Danni Wyatt ready to set aside previous Twenty20 World Cup pain


England women’s cricket international Danielle Wyatt is hoping to shadow the heartbreak of her two previous Twenty20 campaigns by going for glory in the upcoming T20 World Cup.

England were last victorious in 2009 when the competition was first inaugurated, a year before Wyatt blossomed onto the international scene.

And the 2017 ICC World champion has found her career come up short in the T20 game, with England finishing as runners up in 2012 and 2014 before being beaten by Australia in the semi-finals at West Indies two years ago.

Speaking exclusively to StaffsLive, Stoke-on-Trent born Wyatt said: “I have been lucky enough to play in a couple of World Cup T20’s.

“I’ve played in a couple of World Cup semi-finals and finals, so I know how heart-breaking it is to lose them.

“I remember the heartbreak you have when you lose those games, so I will remember that feeling and how hard it was watching Australia lift the trophy. I will try and go one step further and try to actually win the tournament this time round.

“It’s a short tournament so we’re going to have to take each game as it comes. Our target is to obviously beat Sri Lanka in the first game which will be a tough match and then rest and recover well and beat Bangladesh, so we will take each game as it comes.”

England open their T20 journey against Sri Lanka tomorrow before playing Bangladesh, whilst South Africa lock horns with hosts and holders West Indies.

England go into the T20 tournament as favourites but must first face a stern test against West Indies in their last group stage game next week. Having recently been defeated by the Windies by 5 wickets last week in a warm up match, Wyatt feels she can’t take anyone lightly in the tournament.
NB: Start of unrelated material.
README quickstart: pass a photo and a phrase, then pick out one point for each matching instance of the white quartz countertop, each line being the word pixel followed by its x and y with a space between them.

“West Indies are a very strong team,” she added. “I have always said to the girls that they are a really good team, but you never know what you are going to get with them as they could come out and smash 200 or get bowled out for 70, so hopefully we play against them on a bad day next week.

“They have got really good big hitters and their bowling attack is one of the best in the tournament, but all the teams in the tournament are very strong this year and we can’t take anyone lightly.”

Wyatt celebrates her century in the Twenty20 match between Australia and England in November last year.

The 27-year-old has had a whirlwind past 12 months on the international stage, scoring her first maiden twenty20 century by smashing 100 off 57 deliveries with victory over Australia in late 2017. Wyatt maintained this impressive form by scoring 124 from 64 deliveries against India in March this year.

“Having those two hundreds on my back gives me a lot of confidence to go out there and perform and do it again. I got a few fifties in the summer which is good but obviously it’s all about adapting to wickets.

“I know it’s not going to be the 200 plus wickets, so I’m going to have to adapt quickly and get a good target off 150. But having those two hundreds is a nice feeling  and gives me the motivation and confidence to go out there and do it again and carry that form into the World Cup.”